Comparatively, the Arabidopsis, mammalian, C. elegans and S. cerevisiae systems, uncovered a common set of enzymes that have a role in intermediate metabolism, including enzymes involved in the glycolysis and tri-carboxylic acid cycles. This inter-specific comparative analysis also revealed some distinct differences in the RBP repertoires of each organism, suggesting that these RBPs are also tissue and species-specific. Interestingly, some of these enzymes of the intermediary metabolic pathway were modified under drought stress conditions, indicative of a link between post-transcriptional gene regulation and stress-induced metabolic changes either via RBPs regulating their own mRNAs or vice versa. In response to drought stress, four carbohydrate metabolism enzymes, glyceraldehyde 3-phosphate dehydrogenase C-2 (GAPDH), aldehyde dehydrogenase 7B4, pyruvate dehydrogenase E1 component and aconitase, which are also responsive to abscisic acid (ABA) stimulus and water deprivation, are among the enzymes that were detected as differentially regulated at their RNA interaction levels. For example, at the protein level, the expression of glyceraldehyde 3-phosphate dehydrogenase increases in response to cold stress and in response to drought stress, an increase was noted at post-transcriptional level, denoting a potential transcriptional rise of its target RNA.

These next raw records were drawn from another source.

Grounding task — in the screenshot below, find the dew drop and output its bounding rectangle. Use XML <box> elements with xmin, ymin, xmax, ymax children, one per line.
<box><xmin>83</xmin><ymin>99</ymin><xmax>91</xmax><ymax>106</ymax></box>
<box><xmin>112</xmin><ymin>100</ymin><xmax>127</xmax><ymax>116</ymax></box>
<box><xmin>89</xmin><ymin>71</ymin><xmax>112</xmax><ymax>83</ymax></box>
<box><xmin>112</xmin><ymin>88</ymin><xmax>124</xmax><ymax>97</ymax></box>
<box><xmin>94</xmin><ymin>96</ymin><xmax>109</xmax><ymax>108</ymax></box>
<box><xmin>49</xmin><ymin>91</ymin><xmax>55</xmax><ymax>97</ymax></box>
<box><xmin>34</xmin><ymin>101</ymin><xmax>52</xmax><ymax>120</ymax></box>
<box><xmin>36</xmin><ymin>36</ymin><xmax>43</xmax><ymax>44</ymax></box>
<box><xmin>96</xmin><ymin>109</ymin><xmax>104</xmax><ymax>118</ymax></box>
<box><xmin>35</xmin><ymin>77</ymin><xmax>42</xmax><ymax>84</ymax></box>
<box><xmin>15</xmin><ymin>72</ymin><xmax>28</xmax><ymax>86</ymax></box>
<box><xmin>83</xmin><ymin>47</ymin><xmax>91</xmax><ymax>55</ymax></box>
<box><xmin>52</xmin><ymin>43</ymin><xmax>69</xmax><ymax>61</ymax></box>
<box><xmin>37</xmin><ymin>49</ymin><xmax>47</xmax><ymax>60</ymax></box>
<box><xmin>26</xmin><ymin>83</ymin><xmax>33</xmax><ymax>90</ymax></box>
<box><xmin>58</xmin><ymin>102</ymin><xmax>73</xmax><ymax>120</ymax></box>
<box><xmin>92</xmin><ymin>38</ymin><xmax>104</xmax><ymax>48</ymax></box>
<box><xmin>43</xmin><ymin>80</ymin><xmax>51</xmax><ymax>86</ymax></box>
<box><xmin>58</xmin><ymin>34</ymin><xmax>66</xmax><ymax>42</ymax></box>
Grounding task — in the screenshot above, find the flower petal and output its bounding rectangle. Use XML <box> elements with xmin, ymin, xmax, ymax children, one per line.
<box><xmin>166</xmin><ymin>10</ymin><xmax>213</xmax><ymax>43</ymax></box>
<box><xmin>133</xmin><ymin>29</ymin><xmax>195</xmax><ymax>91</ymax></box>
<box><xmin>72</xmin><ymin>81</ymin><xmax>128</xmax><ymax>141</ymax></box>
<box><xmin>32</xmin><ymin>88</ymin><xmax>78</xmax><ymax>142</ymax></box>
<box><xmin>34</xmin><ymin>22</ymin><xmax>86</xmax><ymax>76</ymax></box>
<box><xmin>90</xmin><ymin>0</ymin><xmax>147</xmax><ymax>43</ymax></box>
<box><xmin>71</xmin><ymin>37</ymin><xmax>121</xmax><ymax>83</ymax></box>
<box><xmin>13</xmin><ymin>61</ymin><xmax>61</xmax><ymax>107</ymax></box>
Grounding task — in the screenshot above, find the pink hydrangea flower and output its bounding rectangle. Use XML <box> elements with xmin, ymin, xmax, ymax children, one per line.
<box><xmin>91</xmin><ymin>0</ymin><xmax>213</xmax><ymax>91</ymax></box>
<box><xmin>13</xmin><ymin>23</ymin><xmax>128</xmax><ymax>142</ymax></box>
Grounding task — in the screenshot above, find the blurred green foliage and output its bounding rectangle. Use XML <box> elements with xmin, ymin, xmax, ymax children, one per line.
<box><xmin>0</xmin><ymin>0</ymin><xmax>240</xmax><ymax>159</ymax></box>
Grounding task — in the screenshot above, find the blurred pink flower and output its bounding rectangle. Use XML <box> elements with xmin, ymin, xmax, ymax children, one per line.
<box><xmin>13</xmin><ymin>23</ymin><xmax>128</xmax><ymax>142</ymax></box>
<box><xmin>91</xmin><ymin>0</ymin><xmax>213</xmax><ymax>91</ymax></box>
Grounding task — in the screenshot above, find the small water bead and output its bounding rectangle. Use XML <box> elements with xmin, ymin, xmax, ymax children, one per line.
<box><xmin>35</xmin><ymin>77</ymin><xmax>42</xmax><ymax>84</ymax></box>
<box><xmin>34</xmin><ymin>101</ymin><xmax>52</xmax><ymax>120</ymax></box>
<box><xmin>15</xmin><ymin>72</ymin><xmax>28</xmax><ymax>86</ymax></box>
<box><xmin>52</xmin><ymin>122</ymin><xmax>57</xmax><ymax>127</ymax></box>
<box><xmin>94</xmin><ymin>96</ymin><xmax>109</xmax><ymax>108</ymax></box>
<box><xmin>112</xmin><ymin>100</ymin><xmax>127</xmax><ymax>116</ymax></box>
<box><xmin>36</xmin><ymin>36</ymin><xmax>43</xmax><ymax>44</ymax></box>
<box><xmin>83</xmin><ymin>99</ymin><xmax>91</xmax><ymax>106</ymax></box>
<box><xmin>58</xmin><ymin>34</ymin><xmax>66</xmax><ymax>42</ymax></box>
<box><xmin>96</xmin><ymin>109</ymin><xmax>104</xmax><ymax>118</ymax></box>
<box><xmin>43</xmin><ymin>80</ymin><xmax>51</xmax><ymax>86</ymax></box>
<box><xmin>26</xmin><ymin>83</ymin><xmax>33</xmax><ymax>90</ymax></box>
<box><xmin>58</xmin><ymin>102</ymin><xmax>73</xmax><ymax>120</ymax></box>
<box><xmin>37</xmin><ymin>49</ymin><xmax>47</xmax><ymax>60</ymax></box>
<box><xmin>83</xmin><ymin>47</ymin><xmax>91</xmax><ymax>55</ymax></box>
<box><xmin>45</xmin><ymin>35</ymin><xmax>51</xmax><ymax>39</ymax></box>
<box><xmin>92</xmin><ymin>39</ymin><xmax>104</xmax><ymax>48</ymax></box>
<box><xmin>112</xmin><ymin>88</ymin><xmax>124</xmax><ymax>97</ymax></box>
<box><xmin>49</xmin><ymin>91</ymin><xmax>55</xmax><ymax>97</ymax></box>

Increasing evidence on the enzyme-RNA interaction sheds light on the role of metabolic enzymes in dual functionality. For example, in non-plant systems, in vivo and in vitro evidence confirm the existence of RNA-binding activities within the nicotinamide adenine dinucleotide (NAD)-binding pocket of GAPDH. Just like in the mammalian system, eight GAPDH NAD-binding and GAPDH C-terminal domain-containing proteins were observed in plants. GAPDH has been shown to bind to diverse RNA species, including AU-rich elements, tRNAs and telomerase RNA component (TERC). Based on evidence from other systems, it is imperative to suggest that the same principle is conserved in plants, and that GAPDH potentially interact with RNA through its NAD-binding pocket.